Rishi Sunak took on a mess when he became prime minister and his immediate policy priorities had to revolve around returning the country to some kind of stability. That was largely the focus of the five narrow pledges – three economic objectives along with small boats and NHS waiting lists – on which he has asked the UK public to judge him by the end of 2023.
But more recently Sunak has started to shift course and sketch out something broader, all under the mantra of ‘long-term decisions for a brighter future.’ To some extent he has to – the Conservatives are unpopular and Sunak has to try and cast himself as a candidate of change, difficult as that is for the prime minister of a party that has been in power in some form for the last 13 years.
The policy content announced as part of this shift has been mixed though – and shows the tensions which Sunak must work through over the next year.
Some policies do seem to stem more closely from his personal convictions and connect to longer term change – the proposed smoking ban borrowed from New Zealand’s approach, and the reforms to post-16 education – both fit that mould. But his most high-profile policy announcements – rolling back interim net zero targets, car-friendly policies and the cancellation of the Manchester leg of HS2 are largely opportunistic and have little to do with the long-term. Scrapping HS2 is more about creating space for pre-election tax cuts, while flexing some net zero targets opens up an attack line on Labour following the ULEZ-dominated Uxbridge by-election.

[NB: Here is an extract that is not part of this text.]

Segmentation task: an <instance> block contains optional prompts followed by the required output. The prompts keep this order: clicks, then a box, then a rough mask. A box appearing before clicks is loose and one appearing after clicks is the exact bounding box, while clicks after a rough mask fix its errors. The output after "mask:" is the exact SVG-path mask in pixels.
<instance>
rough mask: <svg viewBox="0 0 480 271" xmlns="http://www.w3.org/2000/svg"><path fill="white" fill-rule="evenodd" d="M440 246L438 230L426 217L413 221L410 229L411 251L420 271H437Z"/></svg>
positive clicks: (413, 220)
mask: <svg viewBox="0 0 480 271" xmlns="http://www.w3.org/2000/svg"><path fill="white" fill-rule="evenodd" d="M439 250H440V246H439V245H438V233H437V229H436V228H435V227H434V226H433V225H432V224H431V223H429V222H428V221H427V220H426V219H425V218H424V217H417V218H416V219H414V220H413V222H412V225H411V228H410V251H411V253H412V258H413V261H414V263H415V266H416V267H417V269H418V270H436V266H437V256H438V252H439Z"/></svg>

And this presents the real challenge for Sunak on over the next year – the choice between policy making for an election, and policy making for a personal legacy.
Sunak’s party management problem is getting worse
Rishi Sunak became prime minister when the two potential challengers, Penny Mordaunt and Boris Johnson, dropped out of the contest. In the previous leadership contest to replace Johnson, Sunak had also consistently led in the MPs ballot before the final vote went to the membership – with 118 votes to Truss’s 92 in the final round.

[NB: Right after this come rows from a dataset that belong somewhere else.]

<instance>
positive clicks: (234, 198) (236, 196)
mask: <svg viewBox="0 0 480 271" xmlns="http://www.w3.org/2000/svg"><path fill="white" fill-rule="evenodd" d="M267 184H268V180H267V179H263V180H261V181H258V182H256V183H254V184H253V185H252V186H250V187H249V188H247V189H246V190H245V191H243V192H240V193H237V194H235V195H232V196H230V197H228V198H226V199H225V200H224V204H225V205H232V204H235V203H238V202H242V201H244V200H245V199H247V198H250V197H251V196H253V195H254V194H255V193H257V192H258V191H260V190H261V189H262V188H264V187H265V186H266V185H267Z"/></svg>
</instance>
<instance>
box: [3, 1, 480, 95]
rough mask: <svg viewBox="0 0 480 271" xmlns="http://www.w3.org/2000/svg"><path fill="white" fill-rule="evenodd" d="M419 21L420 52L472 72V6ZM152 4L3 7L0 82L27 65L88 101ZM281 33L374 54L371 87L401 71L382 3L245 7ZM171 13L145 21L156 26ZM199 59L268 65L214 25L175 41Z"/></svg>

On paper this gave Sunak the backing of his colleagues, but it was a messy mandate. His first cabinet reflected that, keeping eight members of Truss’s cabinet in the same role, as well as bringing back figures from the Johnson, May and Cameron administrations, and making a few new hires of his own. He has also operated in a different way, learning from the failures of the Johnson and Truss administrations by seeing off many potential parliamentary battles before they broke out. In the aftermath of the Truss premiership, Sunak’s steadying the ship approach was therefore enough to keep opposition muted, or at least keep it to only the most outspoken members of his party. With an election at most a year away, and the party’s polling not improving, managing the Conservative Party over the next year will be a lot harder for Sunak than his first year in office.
From banning conversion therapy to banning no-fault evictions, Sunak faces issue after issue on which his party cannot agree. He will face pressure for big ideas in the King’s Speech on 7 November and pressure for tax cuts at the autumn statement on 22 November. The challenge is both to convince his party he can win the next election, while also using the time before then to govern well.
Sunak’s other problem is he has already conducted a reset, coming out of the autumn break with a change of personnel in No.10 and a supposed shift in approach. But the relaunch quickly stuttered as leaked net zero plans required a hurriedly put together speech, and leaked HS2 plans resulted in a long delay before Sunak finally cancelled the second leg. With the recent by-election losses, and a lacklustre party conference, Sunak now faces a fractured party failing to agree on how the next election should be fought.